O primeiro a tentar construir essa falsa imagem de Kafka foi seu grande amigo e editor Max Brod denuncia. Mais tarde, foi a vez dos críticos alemães: depois da Segunda Guerra Mundial, era necessário descobrir um escritor de língua alemã livre de todas sombras da história moderna daquele país. Esses críticos não queriam saber que Kafka era filho de família rica, bem conhecido entre seus colegas artísticos e alto e leal funcionário do Estado Habsburgo até o fim! Afinal, quem se importava com isso?

Em sua profanação ao K-myth , Hawes chega a questionar a própria consciência judia do artista: Kafka, o visionário que, fechado em seu quarto, profetizou o Holocausto, seria um produto da cultura alemã, com a qual se fundia com perfeição.
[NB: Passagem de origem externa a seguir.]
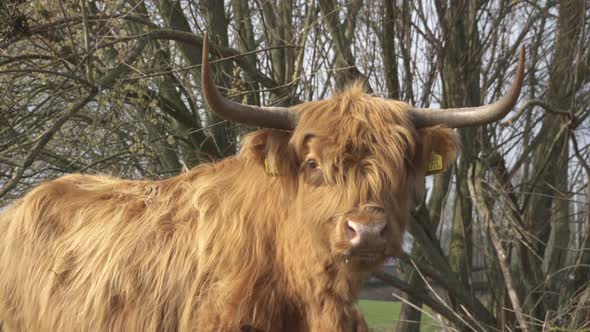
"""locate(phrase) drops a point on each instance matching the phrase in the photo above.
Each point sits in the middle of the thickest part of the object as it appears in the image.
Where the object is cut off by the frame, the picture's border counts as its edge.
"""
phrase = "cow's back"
(93, 253)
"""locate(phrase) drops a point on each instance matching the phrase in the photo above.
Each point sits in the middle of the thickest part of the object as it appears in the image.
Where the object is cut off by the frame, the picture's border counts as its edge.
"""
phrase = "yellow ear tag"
(435, 165)
(270, 168)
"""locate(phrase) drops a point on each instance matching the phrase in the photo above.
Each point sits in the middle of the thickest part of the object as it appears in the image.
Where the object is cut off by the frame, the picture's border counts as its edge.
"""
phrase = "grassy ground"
(383, 315)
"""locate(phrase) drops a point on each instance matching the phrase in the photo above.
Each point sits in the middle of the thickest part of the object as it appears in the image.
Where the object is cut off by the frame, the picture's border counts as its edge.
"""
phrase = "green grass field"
(383, 315)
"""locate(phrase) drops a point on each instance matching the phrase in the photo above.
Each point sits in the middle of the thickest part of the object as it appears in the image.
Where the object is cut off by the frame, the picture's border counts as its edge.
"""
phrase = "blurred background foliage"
(502, 239)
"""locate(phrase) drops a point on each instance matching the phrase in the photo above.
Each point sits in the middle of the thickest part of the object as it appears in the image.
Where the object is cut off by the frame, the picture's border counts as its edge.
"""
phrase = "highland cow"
(277, 238)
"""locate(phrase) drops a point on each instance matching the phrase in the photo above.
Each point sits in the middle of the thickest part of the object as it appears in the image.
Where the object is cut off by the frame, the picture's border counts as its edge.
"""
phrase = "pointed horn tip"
(205, 54)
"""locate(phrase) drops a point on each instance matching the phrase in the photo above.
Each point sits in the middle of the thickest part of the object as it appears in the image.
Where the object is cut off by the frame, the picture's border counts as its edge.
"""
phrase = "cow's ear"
(436, 149)
(270, 149)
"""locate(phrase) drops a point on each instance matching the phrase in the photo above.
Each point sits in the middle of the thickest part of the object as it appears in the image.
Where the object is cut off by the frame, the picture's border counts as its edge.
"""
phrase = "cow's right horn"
(472, 116)
(269, 117)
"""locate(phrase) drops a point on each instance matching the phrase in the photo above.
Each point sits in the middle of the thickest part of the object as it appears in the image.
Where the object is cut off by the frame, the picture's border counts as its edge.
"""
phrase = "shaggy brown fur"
(225, 245)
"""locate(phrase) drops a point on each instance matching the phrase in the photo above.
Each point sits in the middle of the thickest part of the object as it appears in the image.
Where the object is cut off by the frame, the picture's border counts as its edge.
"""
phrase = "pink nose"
(361, 233)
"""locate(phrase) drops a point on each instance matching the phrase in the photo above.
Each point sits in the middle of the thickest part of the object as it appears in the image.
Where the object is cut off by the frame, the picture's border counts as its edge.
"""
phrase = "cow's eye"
(312, 163)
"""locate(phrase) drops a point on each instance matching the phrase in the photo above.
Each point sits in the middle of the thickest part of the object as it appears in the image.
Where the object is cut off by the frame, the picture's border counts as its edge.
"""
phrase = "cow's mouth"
(365, 258)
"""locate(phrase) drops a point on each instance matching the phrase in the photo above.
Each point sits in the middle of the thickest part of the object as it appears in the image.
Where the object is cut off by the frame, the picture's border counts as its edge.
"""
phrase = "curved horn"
(270, 117)
(472, 116)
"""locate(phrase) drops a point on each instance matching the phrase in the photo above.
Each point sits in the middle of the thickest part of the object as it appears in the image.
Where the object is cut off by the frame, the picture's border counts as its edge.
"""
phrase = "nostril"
(351, 230)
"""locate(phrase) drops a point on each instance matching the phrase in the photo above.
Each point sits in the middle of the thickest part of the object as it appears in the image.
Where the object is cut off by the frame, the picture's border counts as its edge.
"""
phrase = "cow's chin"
(365, 262)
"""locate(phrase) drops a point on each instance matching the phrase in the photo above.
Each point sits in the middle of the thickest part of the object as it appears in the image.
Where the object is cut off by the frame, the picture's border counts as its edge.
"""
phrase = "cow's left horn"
(472, 116)
(270, 117)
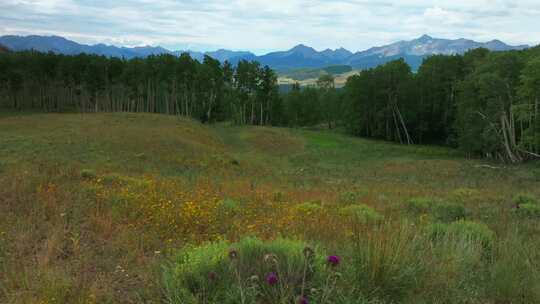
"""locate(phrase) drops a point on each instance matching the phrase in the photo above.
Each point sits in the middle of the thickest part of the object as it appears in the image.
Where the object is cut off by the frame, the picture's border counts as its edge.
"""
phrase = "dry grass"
(160, 182)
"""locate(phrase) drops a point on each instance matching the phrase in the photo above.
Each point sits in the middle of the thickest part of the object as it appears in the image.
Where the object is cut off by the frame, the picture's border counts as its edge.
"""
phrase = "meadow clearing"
(140, 208)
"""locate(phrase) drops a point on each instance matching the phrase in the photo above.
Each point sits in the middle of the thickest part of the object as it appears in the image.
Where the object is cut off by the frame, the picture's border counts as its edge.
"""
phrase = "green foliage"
(88, 174)
(351, 197)
(529, 210)
(237, 273)
(464, 231)
(525, 198)
(527, 205)
(208, 91)
(448, 212)
(389, 264)
(229, 206)
(515, 257)
(309, 208)
(361, 213)
(420, 205)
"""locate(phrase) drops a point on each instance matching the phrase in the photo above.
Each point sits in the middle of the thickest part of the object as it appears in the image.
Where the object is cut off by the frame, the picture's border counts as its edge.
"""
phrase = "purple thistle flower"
(333, 260)
(212, 276)
(272, 278)
(233, 254)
A idéia estraga a velha teoria fundada em torno da inadequação cultural, literária e social de Kafka, o que garantiu uma acusação de anti-semitismo. Acadêmicos alemães também atacaram Hawes, reclamando do sensacionalismo de sua tese.

Essa idiotice sobre anti-semitismo foi dita por apenas uma jornalista americana que vive em Berlim. O jornal alemão onde foi publicada essa mentira, Der Spiegel, chegou a se desculpar e mudar seu website. Quanto ao resto... Bom, como eu disse no livro, o retrato quase santo de Kafka é como um tesouro de igreja: proibido de tocar, é preciso crer!